Outside the courtroom, Mr Rothman revolved by journalists. “There is no defense that one can offer when you have pictures on your phone,” he said.
“I don’t know what his first night will be,” said Rothman. “I’m sure it’s anxious. He is in prison as a sex perpetrator. ”
Mr Nguyen was hired as an administrative assistant at Saint Ann’s in the summer of 2020. He had alerted the administrator who interviewed him that he had been convicted of a felony and at least one Saint Ann employee urged school leaders not to hire him.
He quickly became a necessary member of the staff, helping to manage logistics during the pandemic as he was incorporated into the school community.
The school promoted Mr Nguyen to the Mathematics Professor in the fall of 2021, but did not warn his parents of his criminal record until the students discovered news about him online. In October 2021, Vince Tompkins, then the head of the school, sent parents an email to the new mathematics teacher. “I can assure you that as with any teacher we hire, we are confident of Winston’s ability and ability to train and care for our students,” he wrote.
Within a year, students from Saint Ann’s and other Brooklyn schools – some of the 13 -year -old – began receiving invitations via Snapchat for photos and videos. The user behind the anonymous Snapchat accounts sent to a student a graphic video of a 16 -year -old masturbation boy.
By February 2024, Saint Ann’s had been notified by the Brooklyn Public Prosecutor’s Office that he was investigating the continued targeting of his students from anonymous Snapchat accounts looking for sexual photos and videos. School managers did not alert parents.
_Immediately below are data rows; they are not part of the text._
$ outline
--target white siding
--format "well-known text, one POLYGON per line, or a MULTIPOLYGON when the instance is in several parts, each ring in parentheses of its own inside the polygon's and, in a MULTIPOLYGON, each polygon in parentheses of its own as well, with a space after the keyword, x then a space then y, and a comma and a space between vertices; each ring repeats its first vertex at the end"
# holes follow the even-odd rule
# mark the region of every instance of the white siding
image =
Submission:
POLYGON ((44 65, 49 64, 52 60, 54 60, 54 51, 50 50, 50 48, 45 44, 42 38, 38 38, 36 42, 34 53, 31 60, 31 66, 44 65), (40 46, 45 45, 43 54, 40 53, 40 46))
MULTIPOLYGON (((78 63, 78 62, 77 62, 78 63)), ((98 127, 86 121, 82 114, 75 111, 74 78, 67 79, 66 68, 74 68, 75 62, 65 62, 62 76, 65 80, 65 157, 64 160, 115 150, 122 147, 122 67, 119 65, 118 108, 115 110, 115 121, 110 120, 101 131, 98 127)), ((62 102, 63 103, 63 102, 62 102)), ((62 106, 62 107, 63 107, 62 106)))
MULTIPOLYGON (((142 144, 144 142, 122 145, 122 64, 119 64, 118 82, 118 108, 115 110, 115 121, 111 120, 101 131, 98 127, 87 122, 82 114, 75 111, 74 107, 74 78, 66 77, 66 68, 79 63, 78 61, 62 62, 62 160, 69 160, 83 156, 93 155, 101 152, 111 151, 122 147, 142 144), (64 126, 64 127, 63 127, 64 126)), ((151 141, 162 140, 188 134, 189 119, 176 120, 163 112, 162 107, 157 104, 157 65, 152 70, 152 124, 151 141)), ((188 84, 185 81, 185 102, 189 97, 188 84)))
Days before the end of the school year, Mr. Nguyen was arrested near Saint Ann’s. He was accused in July with 11 felony measurements, including the use of a child in sexual performance, promoting a sexual performance by a child and spreading obscene material to minors.
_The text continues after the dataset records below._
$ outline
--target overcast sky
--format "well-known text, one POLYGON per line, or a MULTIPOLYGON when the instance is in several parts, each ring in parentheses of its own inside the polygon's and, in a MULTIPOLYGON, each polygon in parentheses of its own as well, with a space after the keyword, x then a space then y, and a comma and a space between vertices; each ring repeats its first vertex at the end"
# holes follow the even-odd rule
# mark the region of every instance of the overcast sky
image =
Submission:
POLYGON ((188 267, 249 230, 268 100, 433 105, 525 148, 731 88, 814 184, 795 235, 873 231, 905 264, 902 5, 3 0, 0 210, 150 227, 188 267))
The news shocked parents and students and led to a torrent of media coverage.
In December, Saint Ann’s released the findings of a survey conducted by lawyers commissioned by the school’s board of directors to determine how the school had come to worry about a felony.
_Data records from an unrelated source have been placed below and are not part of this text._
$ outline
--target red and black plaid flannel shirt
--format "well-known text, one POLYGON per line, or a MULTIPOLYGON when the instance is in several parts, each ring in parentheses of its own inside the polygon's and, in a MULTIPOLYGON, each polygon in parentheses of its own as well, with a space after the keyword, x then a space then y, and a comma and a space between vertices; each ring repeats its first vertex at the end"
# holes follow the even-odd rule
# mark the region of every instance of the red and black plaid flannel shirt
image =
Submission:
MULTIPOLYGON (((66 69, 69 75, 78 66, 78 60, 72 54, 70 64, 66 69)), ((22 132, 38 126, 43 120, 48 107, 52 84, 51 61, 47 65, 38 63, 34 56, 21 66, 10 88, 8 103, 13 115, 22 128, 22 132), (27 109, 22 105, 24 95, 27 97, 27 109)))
The inflatable report said the school administration had “fooled” the parents who expressed their concern about Mr Nguyen’s background and had suggested that they were not in a step with the school’s progressive values.
“In some cases,” the report said, the administrators “prioritized teachers, including Nguyen about the concerns of students and their families about the teacher’s background or behavior.”
In the months since his arrest, Mr Nguyen has been confined to his apartment. She participates in videotape sessions, including group sessions with other people accused of sexual offenses and attended occasional ecclesiastical services. Otherwise, he remained isolated, reading and watching TV.
His sister recently visited him from Houston to help him clean his apartment as he prepares to grow up in the middle age in prison. “I don’t deserve the family I have,” Mr Nguyen said.
In recent weeks he has flooded his possessions. During the packaging, he met with a warm coat given to him during a cold winter by Bernard Stoll, the man he worked for and stole before his work at Saint Ann’s. “People were very, incredibly good for me, and I betrayed their trust in a very deep way,” he said.
He didn’t want to be tried, he said.
“I’m in a place where I know what I’ve done,” he said. “I think part of the reason I feel so terribly is that I don’t know any way I can make it better for children or their families or school. I accept this suggestion because I know I did something wrong and I want to answer it.”